Today, Aickman is often considered, by this writer certainly, as one of the finest of the "modern masters" of weird fiction.

My first exposure to his work came by way of his collection Cold Hand in Mine. His writing is subtle and poetic, and his stories are often open to multiple interpretations, often ending ambiguously. This is not to say that they are any less effective or satisfying. On the contrary, the opposite is usually true, and few modern writers have produced work as eerily disconcerting or thought provoking as Aickman. In a review of the posthumous collection Night Voices: Strange Stories, Paul Kincaid wrote that "[Aickman] writes a precise and elegant prose, full of sharp perceptions of the ordinary, so sharp that a niggling sense of unease slowly develops without anything out of the ordinary actually happening."

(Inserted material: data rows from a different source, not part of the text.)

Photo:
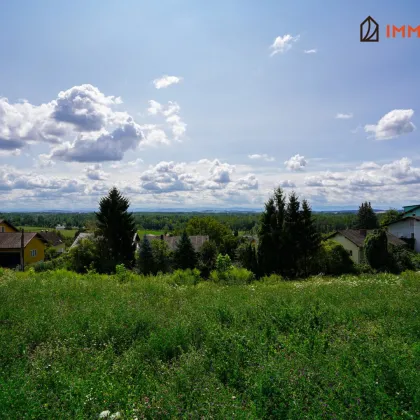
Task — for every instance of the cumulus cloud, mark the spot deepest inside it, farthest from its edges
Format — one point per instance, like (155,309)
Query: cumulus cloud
(287,183)
(82,125)
(341,116)
(95,173)
(264,156)
(392,125)
(283,43)
(166,81)
(296,163)
(105,147)
(85,107)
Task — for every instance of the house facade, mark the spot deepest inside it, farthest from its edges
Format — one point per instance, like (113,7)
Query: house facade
(407,228)
(353,241)
(10,248)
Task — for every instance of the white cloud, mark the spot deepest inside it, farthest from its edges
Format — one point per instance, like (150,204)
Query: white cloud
(296,163)
(392,125)
(95,173)
(283,43)
(341,116)
(166,81)
(264,156)
(287,183)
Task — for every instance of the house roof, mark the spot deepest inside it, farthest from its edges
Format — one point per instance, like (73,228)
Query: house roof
(80,236)
(355,236)
(12,240)
(404,219)
(51,237)
(8,223)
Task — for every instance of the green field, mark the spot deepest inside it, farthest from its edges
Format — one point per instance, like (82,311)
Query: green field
(161,347)
(149,232)
(67,233)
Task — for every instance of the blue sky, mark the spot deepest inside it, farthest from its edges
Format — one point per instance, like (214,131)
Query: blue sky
(72,139)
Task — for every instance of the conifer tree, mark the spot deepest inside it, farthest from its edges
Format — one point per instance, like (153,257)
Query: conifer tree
(116,227)
(146,262)
(309,238)
(366,217)
(292,230)
(185,255)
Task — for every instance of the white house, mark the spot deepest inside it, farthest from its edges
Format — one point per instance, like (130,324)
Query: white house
(408,228)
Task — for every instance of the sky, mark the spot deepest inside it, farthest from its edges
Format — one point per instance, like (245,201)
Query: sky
(188,104)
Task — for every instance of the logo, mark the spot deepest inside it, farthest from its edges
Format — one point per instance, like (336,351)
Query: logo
(369,30)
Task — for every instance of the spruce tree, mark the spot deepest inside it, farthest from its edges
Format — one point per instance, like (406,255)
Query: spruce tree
(146,262)
(366,217)
(185,256)
(116,227)
(292,230)
(309,238)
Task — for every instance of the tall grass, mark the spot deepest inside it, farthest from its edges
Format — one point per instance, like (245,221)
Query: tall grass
(168,347)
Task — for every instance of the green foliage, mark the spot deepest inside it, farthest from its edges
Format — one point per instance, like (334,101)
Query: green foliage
(366,217)
(116,227)
(185,255)
(232,276)
(208,254)
(247,256)
(189,277)
(223,263)
(332,259)
(74,346)
(146,263)
(84,255)
(376,250)
(162,256)
(391,215)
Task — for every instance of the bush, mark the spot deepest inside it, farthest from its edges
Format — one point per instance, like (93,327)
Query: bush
(232,276)
(188,277)
(331,258)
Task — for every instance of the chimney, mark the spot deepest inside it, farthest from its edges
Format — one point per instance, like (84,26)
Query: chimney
(22,250)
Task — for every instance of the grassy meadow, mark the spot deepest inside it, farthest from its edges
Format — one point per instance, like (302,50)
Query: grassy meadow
(74,346)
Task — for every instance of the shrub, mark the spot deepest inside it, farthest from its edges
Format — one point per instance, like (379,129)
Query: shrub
(332,258)
(232,276)
(188,277)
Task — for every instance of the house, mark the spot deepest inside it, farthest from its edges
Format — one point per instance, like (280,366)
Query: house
(5,226)
(80,236)
(406,229)
(10,248)
(354,239)
(87,235)
(411,211)
(53,240)
(172,241)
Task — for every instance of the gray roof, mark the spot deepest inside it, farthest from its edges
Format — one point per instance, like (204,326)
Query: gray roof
(358,238)
(80,236)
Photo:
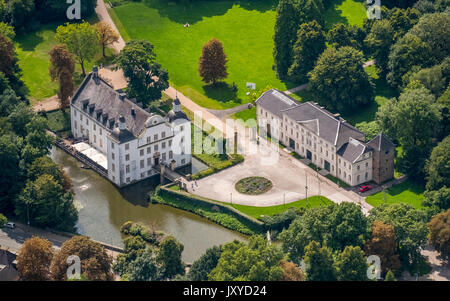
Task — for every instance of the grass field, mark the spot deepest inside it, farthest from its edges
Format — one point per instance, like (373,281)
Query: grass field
(244,27)
(406,192)
(256,212)
(32,49)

If you are not familiar with Robert Aickman, I encourage you to seek out his books, many of which are often available in multiple editions. I think you'll be glad you did.
- Doc, April 2007

A Brief Bio of Robert Aickman

Aickman was born into a family with a literary heritage: he was the grandson of Victorian novelist Richard Marsh, author of the popular occult novel The Beetle (1897). Although he was originally trained in his father's profession of architecture, his interests lay elsewhere: he served as a chairman of the London Opera Society and was active in the London Opera Club, the Ballet Minerva, and the Mikron Theatre Company in London. Along with his writing, he is probably best remembered for co-founding the Inland Waterways Association, a group devoted to restoring and preserving England's inland canal system.

Over the course of his writing career, Aickman published eight collections of original stories and four reprint collections, as well as a handful of novels, novellas, and non-fiction works. A number of other works were left unpublished at his death, and many of these remain so today. He also edited the first eight volumes of the Fontana Book of Great Ghost Stories between 1964 and 1972. He was married to Edith Ray Gregorson from 1941 to 1957. Aickman died of cancer in 1981.